Even as a small child I always used my whole name Kevin Ross Emery. That Ross was the maiden name of the grandmother I spoke of earlier. That I always insisted on writing my whole name out. I wasn’t Kevin Emery – I was Kevin Ross Emery. Even as an adult, if the place I worked gave me a nameplate, or stamp with my initials and it wasn’t my whole name or KRE, I would send it back and make them do another one. By my thirties, hyphenated names became more common, and people would try to hyphenate Ross Emery to Ross-Emery or call me Mr. (or later) Dr. Ross, another reason why I branded Dr. Kevin (and MyDrKevin). Pieces fell together in that conversation. With Lisa’s input and support, I realized that, moving forward, Kevin Ross Emery needed to be my brand and my face to the world. That Dr. Kevin will always be Dr. Kevin – the ADD-ADHD posterchild to some people. Others might always associate me with Kevin – The Psychic Sledgehammer, or Kevin Ross Emery the synergistic catalyst, or Dr. Kevin, relationship coach, counselor, and catalyst.

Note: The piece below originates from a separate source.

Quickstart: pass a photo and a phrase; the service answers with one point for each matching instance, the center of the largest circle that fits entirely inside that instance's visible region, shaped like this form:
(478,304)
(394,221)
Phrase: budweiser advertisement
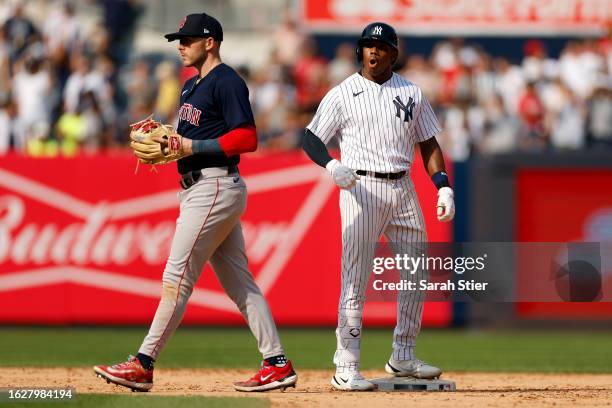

Moving forward, I see all those various aspects (and more) of what I do and who I am being like the bright, multicolored canopy sections of a very large umbrella. Where the sections all come together into Kevin Ross Emery. All the pieces, out and proud. My use of the designation catalyst seemed to be consistent; Spiritual Catalyst, ADD/HD Catalyst, Business Catalyst, and Relationship Catalyst. An aspect of catalyst work is always to inspire. To inspire people to become their best selves, inspire relationships to grow, inspire businesses to actualize their potential, and certainly, inspire ADD/HD individuals to recognize, own, embrace, and utilize their gifts, making their world and the world a better place. This umbrella is the fully authentic – woo-woo psychic, practical and pragmatic entrepreneur, catalyst, author, poet, healer, passionate instigator, dynamic problem solver, teacher, and more – and shall be known as Kevin Ross Emery, Inspirational Catalyst. For those of you who have shared this journey – thank you, for those who are called to be part of this journey…what are you waiting for?